Capacity development
our research, learning and innovation agenda
Alongside our research, dialogue, and impact collaborations, the Observatory aims to address its agenda by building critical capacities among people working in and for the drylands, enhancing the transformative anticipatory and management capacities of pastoral communities and the agencies serving them.
Facing more frequent droughts and other environmental shocks in East Africa’s drylands, early and anticipatory actions are priorities for communities to enhance their resilience and manage uncertainties. Skilled people and effective institutions are critical to achieve this. Recognizing that diverse capacities already exist at different levels – locally, nationally and regionally – capacity development was identified by Observatory partners and collaborators as a high priority intervention to deal with complex challenges and transition towards greater resilience to shocks.

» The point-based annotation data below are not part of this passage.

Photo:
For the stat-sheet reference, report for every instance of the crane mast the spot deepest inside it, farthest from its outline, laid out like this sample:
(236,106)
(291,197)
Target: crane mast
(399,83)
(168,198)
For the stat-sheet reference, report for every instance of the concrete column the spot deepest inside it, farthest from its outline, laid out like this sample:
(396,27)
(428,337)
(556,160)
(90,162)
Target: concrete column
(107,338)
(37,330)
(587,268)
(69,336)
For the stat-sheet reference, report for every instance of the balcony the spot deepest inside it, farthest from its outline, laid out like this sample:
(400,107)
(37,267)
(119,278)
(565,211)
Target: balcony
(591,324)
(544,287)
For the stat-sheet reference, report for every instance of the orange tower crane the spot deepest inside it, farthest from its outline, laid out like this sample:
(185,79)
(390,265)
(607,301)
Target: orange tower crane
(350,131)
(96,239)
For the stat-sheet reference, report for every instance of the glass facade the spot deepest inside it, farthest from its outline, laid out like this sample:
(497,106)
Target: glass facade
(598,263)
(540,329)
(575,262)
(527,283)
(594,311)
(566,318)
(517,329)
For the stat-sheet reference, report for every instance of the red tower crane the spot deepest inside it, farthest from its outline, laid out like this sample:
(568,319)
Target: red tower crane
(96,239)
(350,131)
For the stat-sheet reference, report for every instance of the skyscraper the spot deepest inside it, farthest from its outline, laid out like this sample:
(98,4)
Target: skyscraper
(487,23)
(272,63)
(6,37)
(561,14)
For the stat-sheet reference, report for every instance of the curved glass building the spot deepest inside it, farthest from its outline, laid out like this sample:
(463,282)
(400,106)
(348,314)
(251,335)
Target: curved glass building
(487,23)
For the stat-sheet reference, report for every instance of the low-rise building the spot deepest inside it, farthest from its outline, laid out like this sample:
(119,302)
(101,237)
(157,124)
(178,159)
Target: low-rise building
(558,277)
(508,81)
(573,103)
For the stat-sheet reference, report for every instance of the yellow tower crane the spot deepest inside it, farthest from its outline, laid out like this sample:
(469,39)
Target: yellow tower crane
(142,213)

Our emphasis so far has been on early career doctoral and post-doctoral training. At our Community of Practice meeting in May 2023 we began to scope the need for other streams of capacity development, and we identified strong demand from regional stakeholders and a desire for co-creation and co-delivery of shorter training programmes.

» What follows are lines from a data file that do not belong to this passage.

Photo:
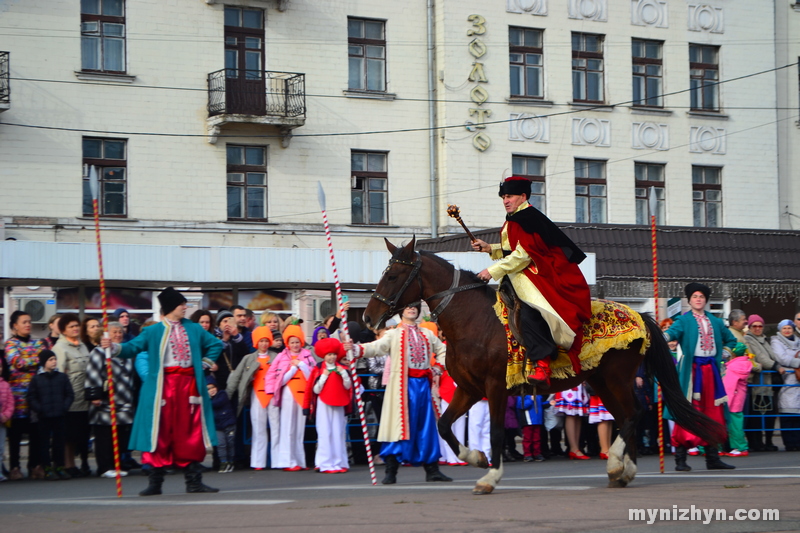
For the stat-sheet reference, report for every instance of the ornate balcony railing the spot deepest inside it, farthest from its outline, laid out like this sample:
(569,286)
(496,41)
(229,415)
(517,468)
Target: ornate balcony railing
(257,92)
(5,86)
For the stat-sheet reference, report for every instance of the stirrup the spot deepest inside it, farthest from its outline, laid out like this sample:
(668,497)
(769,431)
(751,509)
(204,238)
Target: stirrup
(541,373)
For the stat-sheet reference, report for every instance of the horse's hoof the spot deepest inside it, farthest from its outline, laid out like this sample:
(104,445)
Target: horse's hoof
(482,488)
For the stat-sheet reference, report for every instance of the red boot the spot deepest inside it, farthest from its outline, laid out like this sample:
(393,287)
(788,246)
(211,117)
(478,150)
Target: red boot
(541,372)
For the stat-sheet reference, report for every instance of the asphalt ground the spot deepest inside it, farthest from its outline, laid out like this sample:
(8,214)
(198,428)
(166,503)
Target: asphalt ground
(555,495)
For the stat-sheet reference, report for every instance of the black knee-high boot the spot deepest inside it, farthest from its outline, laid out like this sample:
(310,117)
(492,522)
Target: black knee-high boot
(391,470)
(155,479)
(194,479)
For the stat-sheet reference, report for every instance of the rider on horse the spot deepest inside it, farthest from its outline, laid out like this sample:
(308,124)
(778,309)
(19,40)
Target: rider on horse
(541,263)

Following an initial desk review of existing capacity development courses offered across the domains where we work, we further explored the needs expressed in meetings with four Kenyan universities in November 2023.

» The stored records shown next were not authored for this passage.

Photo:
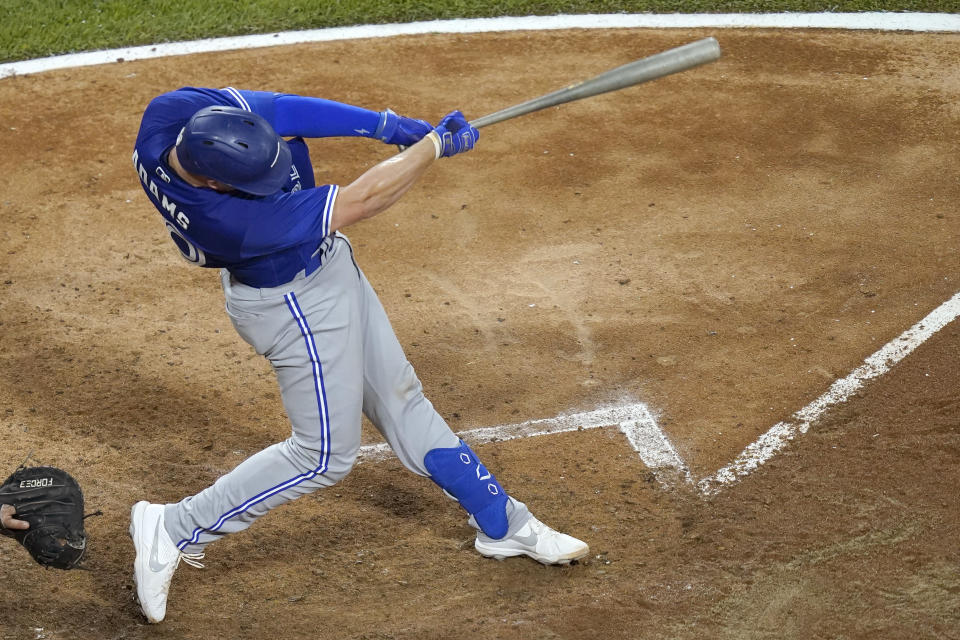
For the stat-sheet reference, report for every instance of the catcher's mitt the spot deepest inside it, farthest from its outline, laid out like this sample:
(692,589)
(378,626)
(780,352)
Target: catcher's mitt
(52,502)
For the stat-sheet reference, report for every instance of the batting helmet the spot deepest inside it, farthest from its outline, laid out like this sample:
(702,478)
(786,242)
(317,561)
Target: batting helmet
(236,147)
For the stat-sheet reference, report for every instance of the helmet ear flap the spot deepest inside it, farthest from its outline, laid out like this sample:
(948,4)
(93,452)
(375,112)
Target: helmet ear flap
(235,147)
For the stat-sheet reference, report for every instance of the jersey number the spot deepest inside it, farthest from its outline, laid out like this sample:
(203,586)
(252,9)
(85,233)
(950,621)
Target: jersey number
(189,252)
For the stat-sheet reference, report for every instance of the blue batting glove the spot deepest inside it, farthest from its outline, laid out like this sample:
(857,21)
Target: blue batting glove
(456,134)
(398,130)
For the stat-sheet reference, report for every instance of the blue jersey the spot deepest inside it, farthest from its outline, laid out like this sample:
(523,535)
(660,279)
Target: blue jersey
(262,241)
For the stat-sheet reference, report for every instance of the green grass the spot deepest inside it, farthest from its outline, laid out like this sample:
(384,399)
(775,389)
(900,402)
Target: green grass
(39,28)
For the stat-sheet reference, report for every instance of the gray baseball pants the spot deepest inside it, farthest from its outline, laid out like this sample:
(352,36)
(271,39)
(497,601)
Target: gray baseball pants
(335,355)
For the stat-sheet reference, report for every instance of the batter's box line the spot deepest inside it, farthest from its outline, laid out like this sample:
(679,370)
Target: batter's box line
(656,451)
(634,420)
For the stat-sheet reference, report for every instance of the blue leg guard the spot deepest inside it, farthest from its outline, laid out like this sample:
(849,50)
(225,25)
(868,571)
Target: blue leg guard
(460,473)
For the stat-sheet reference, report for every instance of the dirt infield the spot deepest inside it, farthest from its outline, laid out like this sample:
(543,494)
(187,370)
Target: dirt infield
(720,245)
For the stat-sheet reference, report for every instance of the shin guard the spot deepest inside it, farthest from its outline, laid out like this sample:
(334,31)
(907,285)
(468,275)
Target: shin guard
(460,473)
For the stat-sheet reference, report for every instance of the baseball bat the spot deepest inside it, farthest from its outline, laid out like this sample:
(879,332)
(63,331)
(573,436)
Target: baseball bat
(637,72)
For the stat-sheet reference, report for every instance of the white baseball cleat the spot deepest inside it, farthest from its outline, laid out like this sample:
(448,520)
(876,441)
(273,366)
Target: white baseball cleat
(157,559)
(536,540)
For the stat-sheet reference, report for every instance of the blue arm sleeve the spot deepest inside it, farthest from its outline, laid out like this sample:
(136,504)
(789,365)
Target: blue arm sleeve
(293,115)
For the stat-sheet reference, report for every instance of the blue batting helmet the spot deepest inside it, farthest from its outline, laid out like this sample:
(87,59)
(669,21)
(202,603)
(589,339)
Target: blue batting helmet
(236,147)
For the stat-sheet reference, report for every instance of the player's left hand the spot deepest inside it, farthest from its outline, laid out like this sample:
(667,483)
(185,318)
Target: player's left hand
(401,131)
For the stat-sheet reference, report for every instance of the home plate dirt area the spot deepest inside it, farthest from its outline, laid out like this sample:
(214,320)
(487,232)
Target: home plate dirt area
(714,249)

Arising out of these and other discussions, in late 2023 we agreed that the capacity development activities of the Jameel Observatory for Food Security Early Action should be delivered through a ‘Dryland Futures Academy’ rooted in East Africa.
Still under early development, the initial idea is for the Academy to deliver face to face, online and blended learning through several pathways, such as:
- A Drylands Leaders Programme – aimed at early career professionals who aim to grow their expertise on drylands and the tools that they need to be future leaders on drylands food security early action and related issues.
- Continuing education – taught and self-study short professional and technical courses co-developed and delivered with regional institutions.
- Academic and formal education – opportunities for individuals to advance their learning on dryland issues.
- Community development – in which pastoralist communities share and gain livelihood and resilience building knowledge and skills.
We aim to launch the Academy in mid 2024 and we are currently (May 2024) formulating priority activities, mapping demand and existing opportunities, scoping out an educational framework and discussing modalities for content and delivery with collaborators and partners. In May 2024, we convened a workshop to start deveoping an ‘educational framework’ for the Academy.